I picked up the off-white hospital phone.
“Hello?”
“Say it again.”
“Huh.”
Tight power-breaths.
“Listen,” I said, “I don’t care who this is, but if Billy told you to –”
“Say it again.”
“Lauren?”
The sound of her vacuum in reverse, the too-loud, tell-t
ale tear jerks, the suck of snot. “You fucking asshole. It really is.” More tears, then simply, “Fuck.”
On the other side of the line I grinned at the rawness. The same anger that made me want her to be next to me, warming the room.
They’d contacted her at work in Manhattan that morning, told her an abbreviated version of the memorized story. I tried to fill in more of the details, but she didn’t care. It was obvious she’d already worked most of the way through her emotional implosion.
She needed my voice, and later, my face.
“They’re flying you back in two days,” she said in a librarian’s voice, hushed but definite. “That will give me more than enough time to finish up my end of the proposal we’re working on with Citigroup. Then I’m taking the next week off, and probably the one after that. They can fire me. Like I give a shit. Babe, I’m coming to see you, like ASAP.”
This wasn’t the weathered-down sarcastic defense-speak, the emotionless withdrawal of a replacement mother who worked too long for nothing.

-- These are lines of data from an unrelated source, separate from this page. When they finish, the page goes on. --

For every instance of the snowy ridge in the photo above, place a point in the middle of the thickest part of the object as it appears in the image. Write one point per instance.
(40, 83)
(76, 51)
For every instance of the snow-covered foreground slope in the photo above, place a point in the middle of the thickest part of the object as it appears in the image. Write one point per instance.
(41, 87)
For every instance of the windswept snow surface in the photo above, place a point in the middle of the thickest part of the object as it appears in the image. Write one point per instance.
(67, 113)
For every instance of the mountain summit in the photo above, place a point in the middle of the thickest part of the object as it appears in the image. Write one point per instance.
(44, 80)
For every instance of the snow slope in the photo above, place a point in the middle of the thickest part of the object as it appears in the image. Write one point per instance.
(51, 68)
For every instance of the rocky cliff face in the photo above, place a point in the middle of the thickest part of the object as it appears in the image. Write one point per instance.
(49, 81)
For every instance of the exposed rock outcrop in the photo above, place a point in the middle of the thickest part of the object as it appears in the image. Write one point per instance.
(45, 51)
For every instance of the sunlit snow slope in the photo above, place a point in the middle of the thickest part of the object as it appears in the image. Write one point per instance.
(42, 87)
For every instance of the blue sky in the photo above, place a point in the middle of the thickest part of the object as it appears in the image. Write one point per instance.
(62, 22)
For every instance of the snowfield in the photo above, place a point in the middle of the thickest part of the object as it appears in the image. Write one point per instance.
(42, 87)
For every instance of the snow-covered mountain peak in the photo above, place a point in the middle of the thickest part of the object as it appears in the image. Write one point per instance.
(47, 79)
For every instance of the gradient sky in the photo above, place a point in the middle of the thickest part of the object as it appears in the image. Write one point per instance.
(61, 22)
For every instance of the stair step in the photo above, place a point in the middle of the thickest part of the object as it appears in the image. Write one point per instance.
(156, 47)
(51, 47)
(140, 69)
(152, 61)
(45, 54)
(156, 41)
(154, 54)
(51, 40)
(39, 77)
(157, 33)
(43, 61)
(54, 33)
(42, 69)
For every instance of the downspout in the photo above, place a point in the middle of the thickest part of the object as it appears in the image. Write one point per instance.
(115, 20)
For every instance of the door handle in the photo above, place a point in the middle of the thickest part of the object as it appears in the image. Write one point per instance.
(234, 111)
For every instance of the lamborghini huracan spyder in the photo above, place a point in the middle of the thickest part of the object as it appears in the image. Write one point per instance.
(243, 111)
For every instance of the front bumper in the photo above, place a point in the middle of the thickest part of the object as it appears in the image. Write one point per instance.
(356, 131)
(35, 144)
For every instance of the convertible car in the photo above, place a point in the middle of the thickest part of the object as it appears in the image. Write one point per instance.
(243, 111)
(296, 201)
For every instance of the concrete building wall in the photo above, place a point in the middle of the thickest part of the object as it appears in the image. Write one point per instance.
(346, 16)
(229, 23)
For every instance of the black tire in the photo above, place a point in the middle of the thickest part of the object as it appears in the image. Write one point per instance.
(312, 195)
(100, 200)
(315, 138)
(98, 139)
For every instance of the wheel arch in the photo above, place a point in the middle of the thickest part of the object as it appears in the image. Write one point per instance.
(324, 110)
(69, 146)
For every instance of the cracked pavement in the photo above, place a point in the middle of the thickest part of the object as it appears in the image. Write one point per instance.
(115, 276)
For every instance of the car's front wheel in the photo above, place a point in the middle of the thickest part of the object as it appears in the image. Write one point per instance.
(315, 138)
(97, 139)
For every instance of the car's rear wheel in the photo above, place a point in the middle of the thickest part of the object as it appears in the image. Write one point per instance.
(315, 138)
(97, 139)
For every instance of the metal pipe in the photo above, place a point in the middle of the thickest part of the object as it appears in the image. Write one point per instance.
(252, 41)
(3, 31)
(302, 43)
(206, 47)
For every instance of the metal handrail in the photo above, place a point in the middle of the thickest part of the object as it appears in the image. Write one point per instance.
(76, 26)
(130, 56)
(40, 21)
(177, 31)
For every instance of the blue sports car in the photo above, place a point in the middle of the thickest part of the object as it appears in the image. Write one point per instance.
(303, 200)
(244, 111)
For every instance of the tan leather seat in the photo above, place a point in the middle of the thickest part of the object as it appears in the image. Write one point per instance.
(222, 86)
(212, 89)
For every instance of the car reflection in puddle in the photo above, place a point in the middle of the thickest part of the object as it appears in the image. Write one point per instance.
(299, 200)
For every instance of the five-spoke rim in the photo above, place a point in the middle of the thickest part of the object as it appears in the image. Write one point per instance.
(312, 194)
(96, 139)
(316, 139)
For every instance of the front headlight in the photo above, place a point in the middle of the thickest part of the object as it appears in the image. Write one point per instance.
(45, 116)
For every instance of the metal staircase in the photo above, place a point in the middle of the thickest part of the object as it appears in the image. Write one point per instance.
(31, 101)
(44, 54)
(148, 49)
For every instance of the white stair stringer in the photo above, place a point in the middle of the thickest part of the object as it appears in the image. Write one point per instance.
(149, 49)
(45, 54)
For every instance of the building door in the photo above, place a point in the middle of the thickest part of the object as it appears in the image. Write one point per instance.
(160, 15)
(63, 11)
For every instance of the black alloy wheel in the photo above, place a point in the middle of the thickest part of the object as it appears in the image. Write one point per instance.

This was the girl I met dancing at a frat party five years ago, the naively passionate Barnard junior who baked oddly themed cookies for the Students Against Imperialism club. The girl who I made out with on the steps of Columbia’s Low Library in the middle of a midnight blizzard, who held on and forced me to keep going even after our throats cracked because she couldn’t get enough of the snowflakes melting against our intertwined faces and evaporating into smoke in the pale, city-lit aurora.
And nothing about John. Had he become a different story? A temporary loss of reason that we’d be laughing about over cocktails with the grandkids? Or had Lauren used up all the magic on the phone as a way to soften the really awful truth she’d be dropping on me face-to-face at the cottage. That she’s with the lust of her life, tucked away in some forbidden condo-zone of Manhattan, stuck on the never-ending thrill ride that is life as an accountant’s boo.